NEW YORK (AP) — Ashbel Green, a versatile and respected editor at Alfred A. Knopf who persuaded Gabriel Garcia Marquez to switch publishers, worked on Walter Cronkite's memoir and a foreign policy book by President George H.W. Bush and helped discover the crime classic "The Friends of Eddie Coyle," has died at age 84.
The publisher announced Wednesday that Green died Tuesday night while dining with his wife, Elizabeth Osha, near their home in Stonington, Conn. The cause of death was not immediately given.
Green, known to his friends as Ash, was an old-school publishing man who preferred a typewriter to computers and was praised by The New York Observer as "an exemplar of elegance, decency and seriousness." He acquired and edited hundreds of books and as managing editor at Knopf looked through the endless unsolicited manuscripts known as the slush pile.
"Ash was a prodigious talent, one of the most significant editorial figures in modern publishing, famous for his breadth of reading and grasp of history," Knopf president Sonny Mehta said in a statement. "Many of us had the good fortune of learning a great deal about the business from him. He was a beloved colleague, and his contributions to our company — an esteemed editorial legacy — are part of what still define us today."
The son of a newspaperman and descendant of Presbyterian ministers, Green was born in New York in 1928. He graduated from Columbia College in 1950 and two years later received a master's in Eastern European history from Columbia. He worked as publicity director of Prentice Hall, developed a love for editing and was hired by Knopf in 1964 as managing editor. Nine years later, he was promoted to vice president and senior editor and remained in those positions until his retirement, in 2007.
In the early 1970s he came upon a story about the Irish-American underworld in Boston, written by Assistant U.S. Attorney George V. Higgins. Although put off by the two-page cover letter — "George sometimes tended to garrulity," Green later told the alumni publication Columbia Magazine — he looked through the submission, liked it and paid $2,000 for a novel now considered a masterpiece and made into a film starring Robert Mitchum.
At an elite publishing house that included literary editor Gary Fisketjon and poetry editor Harry Ford, Green had a special interest in politics and history.
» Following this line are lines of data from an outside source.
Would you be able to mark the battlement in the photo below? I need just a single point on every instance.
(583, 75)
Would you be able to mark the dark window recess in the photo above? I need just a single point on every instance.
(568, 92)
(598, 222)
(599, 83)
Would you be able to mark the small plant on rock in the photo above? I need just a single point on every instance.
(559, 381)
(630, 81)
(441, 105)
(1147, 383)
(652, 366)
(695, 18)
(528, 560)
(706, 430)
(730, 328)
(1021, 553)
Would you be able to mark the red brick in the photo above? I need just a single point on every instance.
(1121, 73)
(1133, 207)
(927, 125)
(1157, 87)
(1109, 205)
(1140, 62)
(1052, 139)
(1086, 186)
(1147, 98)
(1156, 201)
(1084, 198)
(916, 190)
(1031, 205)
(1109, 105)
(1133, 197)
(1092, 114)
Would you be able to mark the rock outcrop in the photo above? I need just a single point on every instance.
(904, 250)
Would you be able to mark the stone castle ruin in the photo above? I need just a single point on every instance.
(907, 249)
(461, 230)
He edited the Pulitzer Prize-winning "Founding Brothers" by Joseph Ellis, who in the introduction cited Green's reputation as "the salt of the earth." He acquired many works by Cold War dissidents, among them Andrei Sakharov's memoir and books by Milovan Djilas and Vaclav Havel.
Green's other projects included Cronkite's "A Reporter's Life" and a collaboration between Bush and former National Security Adviser Brent Scowcroft titled "A World Transformed." He also worked with historians Ken Burns and Geoffrey Ward and the novelists Ernest J. Gaines and Winston Groom.
A notable achievement was getting Garcia Marquez to join Knopf in the 1980s after a long history with Harper & Row (now HarperCollins). According to Al Silverman's "The Time of Their Lives," a publishing history, Green had heard that negotiations were stalled for Garcia Marquez's novella "Chronicle of a Death Foretold." Green contacted the Nobel laureate's agent, noted Knopf's history of publishing Latin American authors and acquired the English edition of his new book and many of his older ones.
Green's job required patience and firmness, especially when dealing with the famous. He waited years for Cronkite to finish his book and had to prod Bush and Scowcroft.
Barbara Bush, the former first lady, wrote in her memoir that her husband and his close friend "were the most reluctant of writers. I had loved writing my memoirs in contrast to those two, who suffered." Finally, Green and other Knopf executives arrived at the Bush home in Houston and urged them to "get on with it!"